Today we swim in a world awash with video formats; so many frame sizes, frame rates, data rates, file sizes, compression algorithms. Terminology gets used and repurposed so much that it’s easy to lose track of what it means. There are some actual standards behind video formats, as well a lot of fudging around the edges as things constantly change.
This is not intended as a history lesson, but it’s important to remember that television as a viable form of media goes back to around the 1940s–less than 100 years of advancing technology. For most of that time “television” meant programs created by a few major broadcast networks (plus local stations) and sent over the air to viewers at home.
That model shifted in various ways with the advent of “cable” and satellite delivery, but changes happened relatively slowly and the underlying technical concepts were fairly stable. What’s now known as “standard definition” (SD) video was the only video for 50+ years. One frame rate, one frame size, analog and eventually digital.

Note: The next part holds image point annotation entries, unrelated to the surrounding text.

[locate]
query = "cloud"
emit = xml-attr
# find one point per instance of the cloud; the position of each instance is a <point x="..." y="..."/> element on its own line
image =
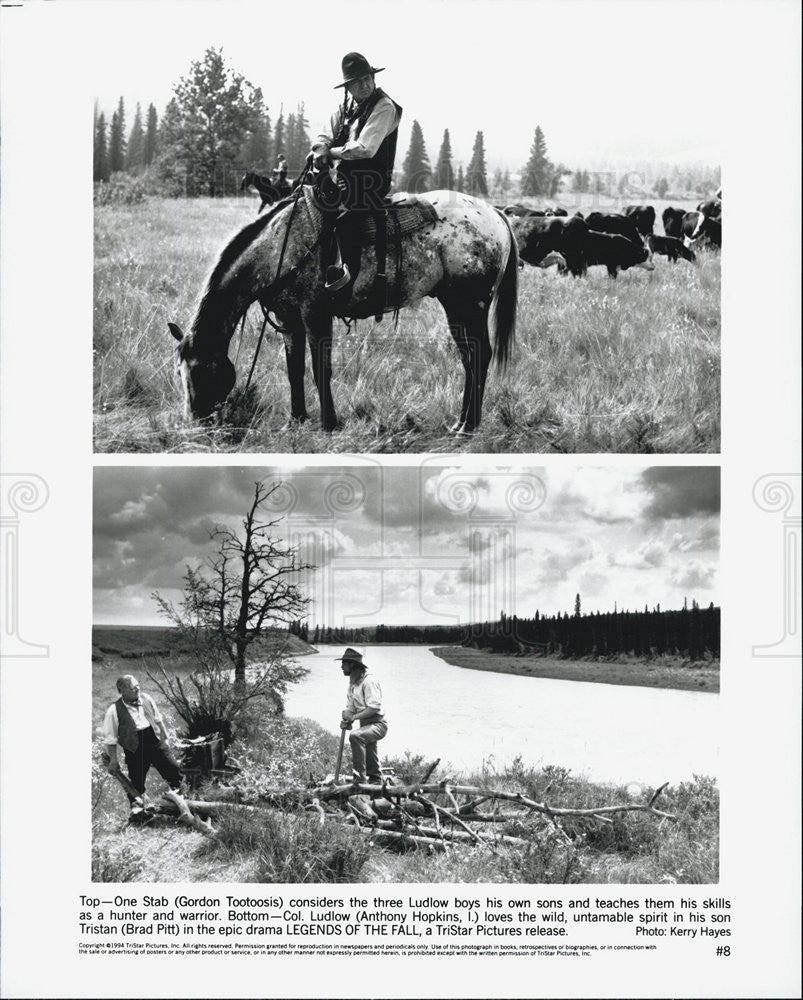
<point x="695" y="575"/>
<point x="705" y="539"/>
<point x="682" y="491"/>
<point x="650" y="555"/>
<point x="592" y="584"/>
<point x="554" y="567"/>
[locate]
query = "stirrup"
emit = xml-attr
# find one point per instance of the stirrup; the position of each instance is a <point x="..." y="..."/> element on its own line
<point x="336" y="277"/>
<point x="380" y="290"/>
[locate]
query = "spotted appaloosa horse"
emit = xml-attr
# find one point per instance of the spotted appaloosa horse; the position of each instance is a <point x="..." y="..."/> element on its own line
<point x="467" y="259"/>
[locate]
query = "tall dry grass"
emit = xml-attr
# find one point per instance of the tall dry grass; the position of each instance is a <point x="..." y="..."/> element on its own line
<point x="631" y="365"/>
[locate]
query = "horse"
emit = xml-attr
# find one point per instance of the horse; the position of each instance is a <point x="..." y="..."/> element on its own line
<point x="466" y="258"/>
<point x="269" y="192"/>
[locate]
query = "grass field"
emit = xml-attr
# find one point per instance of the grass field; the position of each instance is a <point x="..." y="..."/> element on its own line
<point x="277" y="751"/>
<point x="631" y="365"/>
<point x="663" y="672"/>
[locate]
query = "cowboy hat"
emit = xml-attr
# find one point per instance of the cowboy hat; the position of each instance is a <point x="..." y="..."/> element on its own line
<point x="350" y="654"/>
<point x="354" y="66"/>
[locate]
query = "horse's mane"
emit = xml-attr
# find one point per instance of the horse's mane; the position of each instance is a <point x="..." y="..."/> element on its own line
<point x="237" y="246"/>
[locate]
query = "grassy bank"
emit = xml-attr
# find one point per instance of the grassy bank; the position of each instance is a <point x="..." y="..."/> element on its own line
<point x="663" y="672"/>
<point x="631" y="365"/>
<point x="131" y="642"/>
<point x="283" y="846"/>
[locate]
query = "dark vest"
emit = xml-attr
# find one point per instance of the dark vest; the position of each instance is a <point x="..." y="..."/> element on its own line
<point x="367" y="181"/>
<point x="127" y="732"/>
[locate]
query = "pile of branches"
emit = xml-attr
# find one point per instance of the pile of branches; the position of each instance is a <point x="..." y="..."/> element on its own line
<point x="425" y="813"/>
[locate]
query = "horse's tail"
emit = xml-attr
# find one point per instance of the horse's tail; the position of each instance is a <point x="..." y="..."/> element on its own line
<point x="507" y="296"/>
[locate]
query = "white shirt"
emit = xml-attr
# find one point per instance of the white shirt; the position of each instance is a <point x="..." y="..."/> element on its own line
<point x="366" y="694"/>
<point x="381" y="122"/>
<point x="139" y="717"/>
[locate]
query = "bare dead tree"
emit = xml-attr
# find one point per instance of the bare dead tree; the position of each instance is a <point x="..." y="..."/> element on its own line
<point x="247" y="589"/>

But massive changes, driven by technology, culture and business, have remade the landscape.
How much history do we need?
Some things, like the CRT (cathode-ray tube) television/monitor, are pretty much gone for good, but other “legacy” concepts persist. These three still affect how we deal with video: Standard definition, fractional frame rates, and interlace.
In the US, and a few other countries, television was standardized to scan down 525 horizontal lines every frame. The frames updated at 30 per second, which is related directly to the 60Hz frequency of the US power grid (television in Europe and most other countries has frame rates related to 50Hz power). The terms NTSC and PAL are often used as shorthand for TV based on 60Hz or 50Hz, respectively, though those terms actually refer to how color was encoded in each system (which is mostly irrelevant now).
Outside of special cases, this was video until about 2009, when the “DTV Transition” brought HDTV to the public. It also changed over-the-air broadcasting from analog to digital, but that’s another story. Today we deal mostly in HD formats, but standard def is still around, mainly because huge amounts of older programming are still in use.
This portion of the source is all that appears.